Sliding bond yields, growth concerns and more opinion polls showing the 'leave' camp solidifying their lead in the polls ahead of next week's Brexit vote, saw both European and US markets fall sharply at the end of last week, and these concerns look set to translate into a weaker open at the beginning of this week.
Sliding bond yields, growth concerns and more opinion polls showing the 'leave' camp solidifying their lead in the polls ahead of next week's Brexit vote, saw both European and US markets fall sharply at the end of last week, and these concerns look set to translate into a weaker open this week.
The initial opinion poll in question at the end of last week gave the UK leave campaign a 55-45 lead, its biggest lead of the whole campaign, causing the pound to drop sharply and in turn exacerbating the broader market sell-off into the US close.
It would appear that the continued hyperbole of both campaigns, along with the daily dose of claims of financial apocalypse appear to be getting tuned out as voters tire of the slow drip of absurd claims by various politicians from both sides, of the debate.
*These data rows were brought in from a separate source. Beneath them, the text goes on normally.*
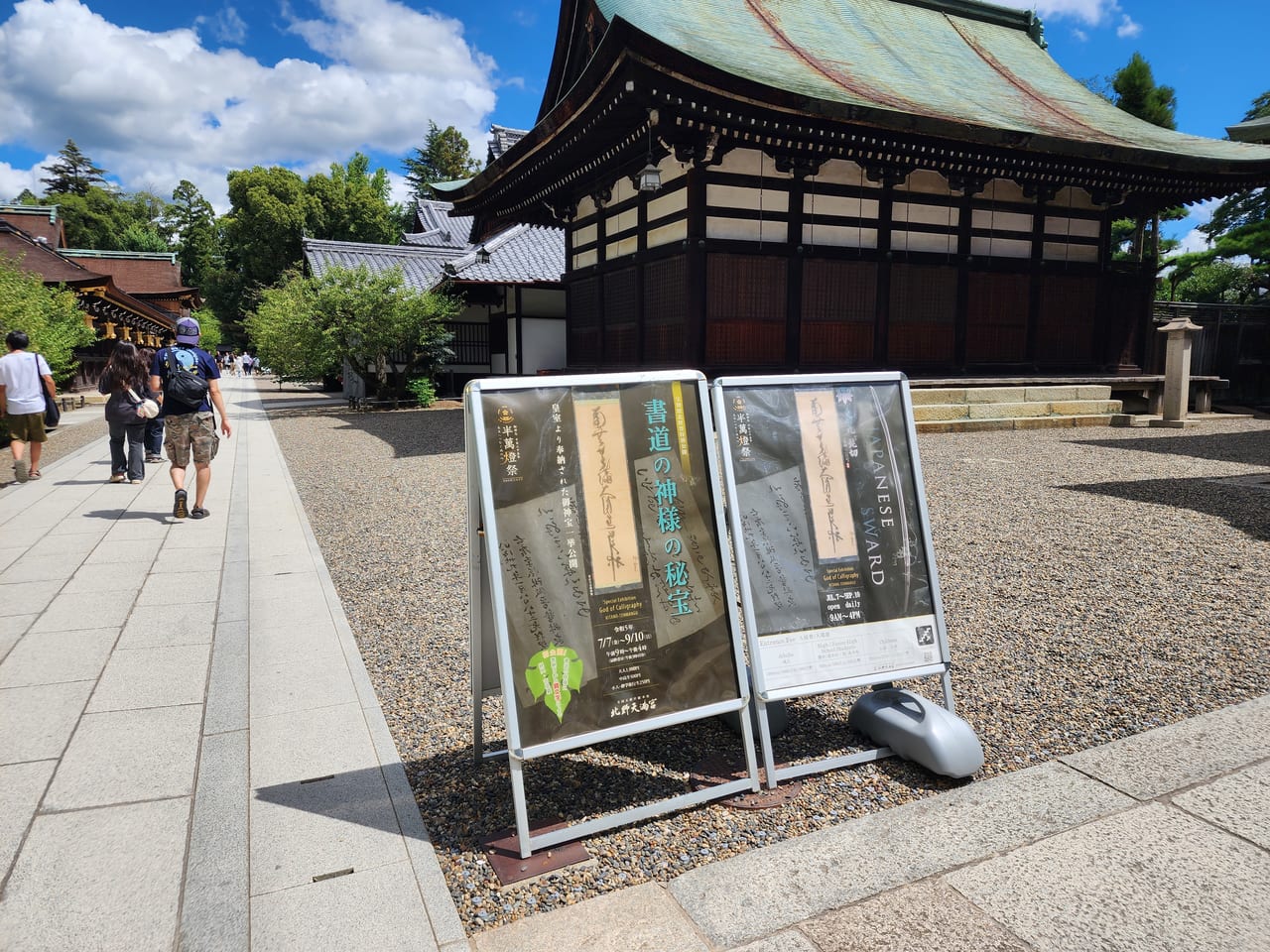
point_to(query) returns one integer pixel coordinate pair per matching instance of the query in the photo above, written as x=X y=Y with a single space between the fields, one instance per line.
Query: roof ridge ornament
x=1037 y=30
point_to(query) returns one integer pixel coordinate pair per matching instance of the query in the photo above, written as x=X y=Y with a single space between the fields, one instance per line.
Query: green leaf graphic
x=553 y=675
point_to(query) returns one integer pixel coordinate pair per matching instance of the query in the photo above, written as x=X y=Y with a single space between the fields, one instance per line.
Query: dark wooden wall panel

This hasn’t stopped the hyperbole, with the latest intervention from the Prime Minister David Cameron, on UK pensions, being described as “vote to leave and the puppy gets its” type of tactics.
This shift in sentiment away from the complacency just over two weeks ago when it was widely expected that the “remain” camp would probably carry the day, has spooked already anxious markets, already concerned about further slowdowns in global economic growth particularly in light of recent weak economic data out the US, China and Japan.
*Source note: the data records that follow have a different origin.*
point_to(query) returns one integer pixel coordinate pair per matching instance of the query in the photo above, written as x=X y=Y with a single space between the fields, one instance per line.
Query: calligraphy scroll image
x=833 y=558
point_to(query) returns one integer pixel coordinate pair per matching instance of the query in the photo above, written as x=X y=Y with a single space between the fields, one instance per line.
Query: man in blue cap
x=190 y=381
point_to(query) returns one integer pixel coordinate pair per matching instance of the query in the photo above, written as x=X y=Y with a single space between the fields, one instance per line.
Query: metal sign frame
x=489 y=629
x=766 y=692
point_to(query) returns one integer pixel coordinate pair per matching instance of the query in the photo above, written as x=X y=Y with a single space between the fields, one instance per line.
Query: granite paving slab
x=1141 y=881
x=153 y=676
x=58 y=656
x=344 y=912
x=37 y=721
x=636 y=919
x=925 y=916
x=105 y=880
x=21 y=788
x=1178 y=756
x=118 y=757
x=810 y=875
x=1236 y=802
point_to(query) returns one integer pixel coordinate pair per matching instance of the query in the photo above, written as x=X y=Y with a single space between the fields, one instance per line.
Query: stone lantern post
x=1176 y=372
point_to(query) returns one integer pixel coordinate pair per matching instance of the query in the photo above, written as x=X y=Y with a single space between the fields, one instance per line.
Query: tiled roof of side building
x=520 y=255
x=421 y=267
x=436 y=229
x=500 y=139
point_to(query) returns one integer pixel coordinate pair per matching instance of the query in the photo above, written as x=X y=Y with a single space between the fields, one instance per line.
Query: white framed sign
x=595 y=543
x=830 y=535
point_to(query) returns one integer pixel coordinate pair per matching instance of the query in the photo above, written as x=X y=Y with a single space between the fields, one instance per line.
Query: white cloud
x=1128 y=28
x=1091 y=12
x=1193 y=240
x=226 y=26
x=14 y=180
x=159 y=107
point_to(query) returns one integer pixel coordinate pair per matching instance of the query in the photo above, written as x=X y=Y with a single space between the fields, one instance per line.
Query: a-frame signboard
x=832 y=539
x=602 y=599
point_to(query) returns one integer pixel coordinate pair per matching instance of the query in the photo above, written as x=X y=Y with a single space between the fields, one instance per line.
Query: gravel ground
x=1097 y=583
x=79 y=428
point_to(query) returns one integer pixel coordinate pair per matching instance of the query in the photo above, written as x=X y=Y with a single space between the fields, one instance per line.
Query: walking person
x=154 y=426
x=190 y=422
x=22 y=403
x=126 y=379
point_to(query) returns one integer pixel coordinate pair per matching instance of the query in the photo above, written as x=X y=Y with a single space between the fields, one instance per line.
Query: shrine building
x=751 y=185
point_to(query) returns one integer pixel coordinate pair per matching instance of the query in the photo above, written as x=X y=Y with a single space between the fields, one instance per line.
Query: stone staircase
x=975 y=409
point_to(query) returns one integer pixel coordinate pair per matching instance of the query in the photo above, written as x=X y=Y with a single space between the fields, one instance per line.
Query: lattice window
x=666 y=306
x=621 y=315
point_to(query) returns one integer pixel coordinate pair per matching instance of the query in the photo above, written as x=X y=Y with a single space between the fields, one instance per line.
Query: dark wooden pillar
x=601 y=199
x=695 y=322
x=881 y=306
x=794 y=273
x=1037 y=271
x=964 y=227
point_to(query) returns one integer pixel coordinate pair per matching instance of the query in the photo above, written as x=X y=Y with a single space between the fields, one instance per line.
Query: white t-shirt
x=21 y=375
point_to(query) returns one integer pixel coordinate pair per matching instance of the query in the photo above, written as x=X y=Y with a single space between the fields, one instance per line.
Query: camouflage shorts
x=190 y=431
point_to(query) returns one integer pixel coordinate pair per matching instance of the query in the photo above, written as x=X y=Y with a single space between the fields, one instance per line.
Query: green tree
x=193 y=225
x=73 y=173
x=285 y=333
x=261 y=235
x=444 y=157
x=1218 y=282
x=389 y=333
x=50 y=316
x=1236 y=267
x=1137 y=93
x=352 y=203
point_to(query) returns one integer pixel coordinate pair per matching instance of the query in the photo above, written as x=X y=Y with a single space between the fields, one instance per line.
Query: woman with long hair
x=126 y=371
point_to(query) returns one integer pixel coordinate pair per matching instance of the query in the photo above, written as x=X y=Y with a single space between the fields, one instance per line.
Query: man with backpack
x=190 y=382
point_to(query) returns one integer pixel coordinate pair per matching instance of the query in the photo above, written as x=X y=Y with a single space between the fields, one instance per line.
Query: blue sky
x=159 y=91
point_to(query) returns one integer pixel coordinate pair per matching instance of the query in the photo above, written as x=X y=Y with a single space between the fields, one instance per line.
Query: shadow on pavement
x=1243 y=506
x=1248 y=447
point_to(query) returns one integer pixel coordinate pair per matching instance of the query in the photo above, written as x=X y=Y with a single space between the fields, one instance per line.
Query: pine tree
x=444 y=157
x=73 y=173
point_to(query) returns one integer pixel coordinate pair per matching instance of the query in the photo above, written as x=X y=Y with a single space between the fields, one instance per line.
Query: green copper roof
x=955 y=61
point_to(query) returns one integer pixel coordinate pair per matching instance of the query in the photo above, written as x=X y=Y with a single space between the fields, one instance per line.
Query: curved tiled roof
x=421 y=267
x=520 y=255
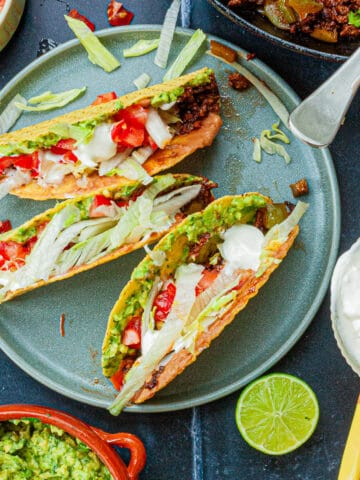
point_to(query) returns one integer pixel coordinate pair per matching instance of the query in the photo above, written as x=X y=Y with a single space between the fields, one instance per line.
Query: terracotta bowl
x=10 y=16
x=98 y=440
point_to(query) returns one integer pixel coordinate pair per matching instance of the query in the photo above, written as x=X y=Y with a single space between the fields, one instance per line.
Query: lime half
x=277 y=413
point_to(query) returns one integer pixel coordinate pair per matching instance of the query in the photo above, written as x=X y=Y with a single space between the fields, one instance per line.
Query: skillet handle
x=131 y=442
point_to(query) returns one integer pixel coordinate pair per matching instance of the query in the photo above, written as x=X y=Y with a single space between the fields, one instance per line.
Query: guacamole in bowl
x=31 y=449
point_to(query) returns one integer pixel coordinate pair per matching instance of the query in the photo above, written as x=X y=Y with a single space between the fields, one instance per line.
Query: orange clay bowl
x=99 y=441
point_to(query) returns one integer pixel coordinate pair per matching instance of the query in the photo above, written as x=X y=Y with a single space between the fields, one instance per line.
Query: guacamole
x=32 y=449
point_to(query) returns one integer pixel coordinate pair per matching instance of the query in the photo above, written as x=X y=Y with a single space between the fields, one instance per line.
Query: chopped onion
x=157 y=128
x=186 y=55
x=167 y=34
x=274 y=101
x=142 y=81
x=11 y=113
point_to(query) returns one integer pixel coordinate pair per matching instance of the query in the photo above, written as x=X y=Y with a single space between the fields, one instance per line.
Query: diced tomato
x=63 y=146
x=135 y=115
x=5 y=226
x=127 y=135
x=27 y=162
x=118 y=15
x=131 y=336
x=13 y=250
x=118 y=378
x=70 y=157
x=206 y=280
x=75 y=14
x=99 y=200
x=122 y=203
x=163 y=302
x=6 y=162
x=104 y=98
x=149 y=141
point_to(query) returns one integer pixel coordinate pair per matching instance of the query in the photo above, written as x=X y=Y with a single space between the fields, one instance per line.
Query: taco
x=81 y=233
x=170 y=311
x=131 y=137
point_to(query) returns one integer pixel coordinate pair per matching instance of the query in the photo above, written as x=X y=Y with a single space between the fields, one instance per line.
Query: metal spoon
x=318 y=118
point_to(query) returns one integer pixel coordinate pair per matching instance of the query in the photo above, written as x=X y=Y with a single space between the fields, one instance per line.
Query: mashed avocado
x=30 y=449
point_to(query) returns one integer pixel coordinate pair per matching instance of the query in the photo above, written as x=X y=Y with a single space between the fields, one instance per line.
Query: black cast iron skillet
x=256 y=23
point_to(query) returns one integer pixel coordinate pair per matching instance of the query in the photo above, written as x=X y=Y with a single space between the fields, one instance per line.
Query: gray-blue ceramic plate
x=272 y=322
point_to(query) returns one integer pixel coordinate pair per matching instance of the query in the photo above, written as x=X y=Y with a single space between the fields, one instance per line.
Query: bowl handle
x=133 y=443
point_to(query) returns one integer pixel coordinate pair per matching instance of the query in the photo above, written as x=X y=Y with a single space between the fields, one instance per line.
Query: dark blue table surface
x=203 y=443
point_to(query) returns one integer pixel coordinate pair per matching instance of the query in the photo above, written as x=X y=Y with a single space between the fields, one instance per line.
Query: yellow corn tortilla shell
x=159 y=379
x=178 y=148
x=123 y=250
x=184 y=358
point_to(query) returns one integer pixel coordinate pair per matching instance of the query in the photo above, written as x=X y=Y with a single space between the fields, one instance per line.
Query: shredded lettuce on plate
x=142 y=47
x=186 y=55
x=187 y=277
x=11 y=113
x=142 y=81
x=167 y=34
x=277 y=235
x=98 y=54
x=49 y=100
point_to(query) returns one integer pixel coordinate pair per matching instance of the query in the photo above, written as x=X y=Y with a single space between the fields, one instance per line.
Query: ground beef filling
x=195 y=104
x=334 y=17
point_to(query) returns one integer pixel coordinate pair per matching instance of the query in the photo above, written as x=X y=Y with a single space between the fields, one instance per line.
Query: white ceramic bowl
x=10 y=16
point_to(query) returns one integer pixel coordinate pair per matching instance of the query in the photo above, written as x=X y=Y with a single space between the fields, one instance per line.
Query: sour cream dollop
x=100 y=148
x=242 y=247
x=345 y=304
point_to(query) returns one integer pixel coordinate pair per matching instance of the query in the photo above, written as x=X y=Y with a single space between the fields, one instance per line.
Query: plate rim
x=303 y=325
x=294 y=47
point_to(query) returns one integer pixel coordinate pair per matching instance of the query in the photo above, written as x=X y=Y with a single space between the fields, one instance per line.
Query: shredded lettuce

Earlier this morning we got the latest industrial production and retail sales data from China for May which showed that industrial production came in at 6%,unchanged from the previous month, while retail sales rose 10%, slightly below expectations, as the slowdown seen in the April numbers showed no signs whatsoever of picking up.
When all of these factors are looked at in conjunction with ECB President Mario Draghi’s speech last week where he gave the impression that he was becoming increasingly frustrated and concerned that the ECB is being pushed to the extremes of its mandate. As it is this is something the ECB is already coming under fire for, and as such raises the concern that he could struggle to get agreement to implement further policy measures in the absence of a willingness on the part of politicians to do their part in implementing structural reforms.
Sentiment is likely to remain similarly fragile this week as investors focus on a host of central bank rate meetings, from the US Federal Reserve, the Bank of Japan and the Bank of England, all of whom are expected to remain on hold.
This is also expected to be followed up by another intervention in the “Brexit” debate by the IMF later this week when they are likely to back-up their warnings of last month with the publication of their annual report on the UK economy.
EUR/USD – we saw a sharp key day reversal last week, after failing at the 1.1400 area which looks set to prompt a potential move back towards the 200 day MA at 1.1090, and trend line support from the December lows.
GBP/USD – last week’s failure at the 1.4660 area has seen the pound move back below the May lows at 1.4330, and below trend line support at 1.4300 from the lows this year. Having broken lower we could well see further losses towards the April lows at 1.4010.
EUR/GBP – the 0.7930 level and 200 week MA continues to keep a lid on the euro for the time being. While below here the downside bias remains towards 0.7760. A fall back below 0.7720 retargets the 0.7640 area.
USD/JPY – the failure to push below key support at the 106.30 area has prompted a rebound but we really need to push back through the 108.50 area to stabilise, otherwise it remains looks vulnerable to a retest of the 105.50 lows.